SELECT * FROM topics WHERE parent_id = 123 ORDER BY score DESC;
The SQL query above fetches all the child topics of a given parent topic with id
= 123
. Since we are ordering by score
, for this query to be efficient we create a composite index on (parent_id, score)
.
Get category hierarchy
Udemy, on its home page, puts out all the categories under a dropdown menu enabling users to explore top categories and topics in a glimpse.
One peculiar behavior of this is it shows all categories and top k
sub-categories within each. Once we hover upon a sub-category it makes a network call to fetch top topics within that sub-category. This means we need to write a query that fetches all categories and k
sub-categories within each category from the entire topics
table.
Although it looks very complicated at first, it is very easy to do with a single SQL query.

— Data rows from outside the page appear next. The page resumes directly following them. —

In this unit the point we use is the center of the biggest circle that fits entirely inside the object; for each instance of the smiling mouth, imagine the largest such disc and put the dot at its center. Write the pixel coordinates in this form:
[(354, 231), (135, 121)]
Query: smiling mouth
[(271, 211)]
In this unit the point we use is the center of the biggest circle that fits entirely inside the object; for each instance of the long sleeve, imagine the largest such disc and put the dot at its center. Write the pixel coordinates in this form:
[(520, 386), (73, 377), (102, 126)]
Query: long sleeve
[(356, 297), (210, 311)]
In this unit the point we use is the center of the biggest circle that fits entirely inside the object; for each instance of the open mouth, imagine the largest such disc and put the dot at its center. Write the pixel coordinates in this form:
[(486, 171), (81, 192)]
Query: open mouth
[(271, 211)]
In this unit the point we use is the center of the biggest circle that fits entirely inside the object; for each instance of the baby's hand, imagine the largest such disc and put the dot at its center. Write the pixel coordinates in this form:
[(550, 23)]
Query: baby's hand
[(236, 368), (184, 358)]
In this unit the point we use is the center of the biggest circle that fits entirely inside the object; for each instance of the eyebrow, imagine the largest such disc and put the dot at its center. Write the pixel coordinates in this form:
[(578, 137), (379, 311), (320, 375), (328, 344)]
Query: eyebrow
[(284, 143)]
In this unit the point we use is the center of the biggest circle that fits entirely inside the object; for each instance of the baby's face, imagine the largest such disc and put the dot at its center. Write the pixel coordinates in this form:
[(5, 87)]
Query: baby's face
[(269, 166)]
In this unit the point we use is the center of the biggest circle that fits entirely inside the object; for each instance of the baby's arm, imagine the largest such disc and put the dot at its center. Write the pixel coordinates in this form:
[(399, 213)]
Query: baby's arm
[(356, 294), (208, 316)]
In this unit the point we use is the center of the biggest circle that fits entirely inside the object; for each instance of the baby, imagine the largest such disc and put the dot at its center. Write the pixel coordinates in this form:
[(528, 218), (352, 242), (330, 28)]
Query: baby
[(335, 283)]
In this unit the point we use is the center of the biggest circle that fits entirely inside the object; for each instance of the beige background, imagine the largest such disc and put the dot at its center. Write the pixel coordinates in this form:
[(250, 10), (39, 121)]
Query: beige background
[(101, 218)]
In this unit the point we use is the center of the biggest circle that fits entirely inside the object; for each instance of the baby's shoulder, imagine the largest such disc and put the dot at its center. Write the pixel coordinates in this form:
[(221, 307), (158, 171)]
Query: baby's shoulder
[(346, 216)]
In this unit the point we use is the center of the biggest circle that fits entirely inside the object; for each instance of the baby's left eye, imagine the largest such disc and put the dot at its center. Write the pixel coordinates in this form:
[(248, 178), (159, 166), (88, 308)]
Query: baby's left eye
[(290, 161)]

SELECT t1_id, t1_name, t2_id, t2_name, t2_score
FROM (
SELECT topics1.id AS t1_id, topics1.name AS t1_name,
topics2.id AS t2_id, topics2.name AS t2_name,
ROW_NUMBER() OVER (PARTITION BY topics1.id) row_num
FROM topics AS topics1
LEFT JOIN topics AS topics2 ON topics1.id = topics2.parent_id
WHERE topics1.type = 1 and topics2.type = 2
ORDER BY topics1.score DESC, topics2.score DESC
) t
WHERE row_num <= 10;
Above SQL query picks all categories and top 10
sub-categories from each category and returns it as part of SELECT
. It uses a very interesting SQL construct called Window Functions, specifically ROW_NUMBER
and PARTITION BY
.
We perform the usual join on topics
once where the left operand is categories (topics with type = 1
) and the right one is a sub-category (topics with type = 2
). We then partition this join by category id
and then compute ROW_NUMBER
for sub-categories within it.
The row numbers are computed for each partition separately so it goes as 1, 2, 3, ..., n
for n
rows within each category. We then apply a simple WHERE
clause check on this row number to be <= k
which then typically matches the first k
row within each partition i.e category.
Note: to get “top” k
sub-categories we just apply for an additional ORDER BY
on score
that sorts the sub-categories ensuring top sub-categories are fetched first. This way the first k
rows we consider from the partition are essentially the top sub-categories within the category.
To make this SQL query efficient we would need a foreign key on parent_id
and an index on score
to make ORDER BY
efficient.
Summary of indexes we need on topics
- Primary Key on
id
- Foreign Key on
parents_id
- Index on
type
- Composite Index on
(parent_id, score)
Explore more
Although we covered quite a bit of this DB design there is always something interesting in exploring something new around this topic; so
- explore Nested Set Model to design Taxonomy on relational databases
- explore how DB engines behave when there are no indexes, you can use
EXPLAIN
to understand the behavior - find if there could be a better alternative to paginate results apart from
LIMIT/OFFSET
Thus we designed a neat Taxonomy on top of SQL-based relational databases like MySQL, Postgres, etc; wrote queries for some common scenarios, and determined the indexes to make taxonomy efficient.